People being treated for advanced prostate cancer now have a new oral option. On Dec. 18, the FDA approved Myovant Sciences GmbH’s Orgovyx (relugolix), a gonadotropin-releasing hormone (GnRH) receptor antagonist, to treat adults with advanced prostate cancer, AIS Health reported. Dosing for the drug is a loading dose of 360 mg on the first day of treatment and then 120 mg of the tablet once daily.
Treatment of advanced prostate cancer usually involves androgen deprivation therapy (ADT), and the current standard of care is luteinizing hormone-releasing hormone (LHRH) receptor agonists, such as leuprolide acetate, which is administered by a health care provider as an injection or implant. It is available as AbbVie Inc.’s Lupron Depot and Eligard from Tolmar Pharmaceuticals, Inc. to treat prostate cancer.

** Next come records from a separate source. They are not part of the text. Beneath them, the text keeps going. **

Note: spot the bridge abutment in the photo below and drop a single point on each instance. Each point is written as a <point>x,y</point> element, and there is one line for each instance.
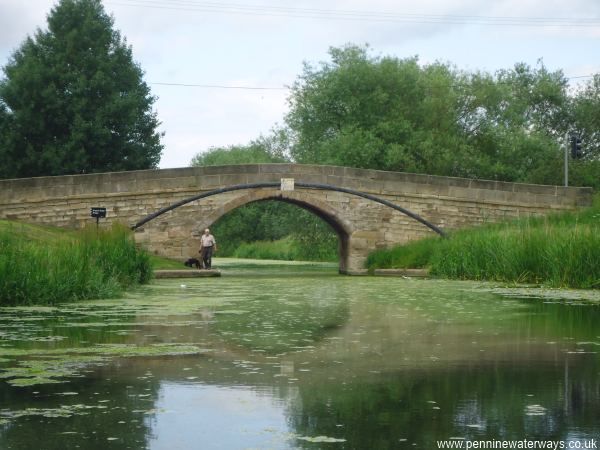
<point>362,225</point>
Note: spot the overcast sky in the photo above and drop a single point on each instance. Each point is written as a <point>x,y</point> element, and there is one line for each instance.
<point>262,44</point>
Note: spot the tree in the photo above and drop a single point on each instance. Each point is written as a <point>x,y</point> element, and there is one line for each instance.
<point>586,112</point>
<point>266,220</point>
<point>395,114</point>
<point>75,101</point>
<point>378,113</point>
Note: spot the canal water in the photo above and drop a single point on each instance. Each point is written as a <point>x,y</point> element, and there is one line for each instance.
<point>296,356</point>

During the same time frame, Zitter surveyed 100 oncologists, and 77% said they were likely to prescribe Orgovyx, with 62% saying they were likely to prescribe the new drug over leuprolide acetate. Almost half of respondents indicated they are likely to transition patients on leuprolide acetate to Orgovyx.
Winston Wong, Pharm.D., president of W-Squared Group, says that he expects Orgovyx to have "significant uptake for several reasons. Even though it is taken daily, it is easier for the patient to be treated when compared to the patient having to travel to the physician office to receive their injection."
He says he expects prescriptions to drop for Lupron and Eligard. "Possibly the remaining niche for either of these injectable drugs would be for the traditional Medicare patient who does not have a prescription plan through Part D or a Medicare Advantage plan."
For payers, Orgovyx, he says, "is approximately 25% less expensive from a drug cost standpoint, charges for office visits and administration are avoided, and utilization of the oral product is more easily monitored being covered under the prescription benefit."
According to Bill Sullivan, a longtime industry expert, "since it is an oral tablet, there would be a preference [among payers] to cover it, as it would go through the PBM, opening the door for rebates to flow to them vs. the physicians."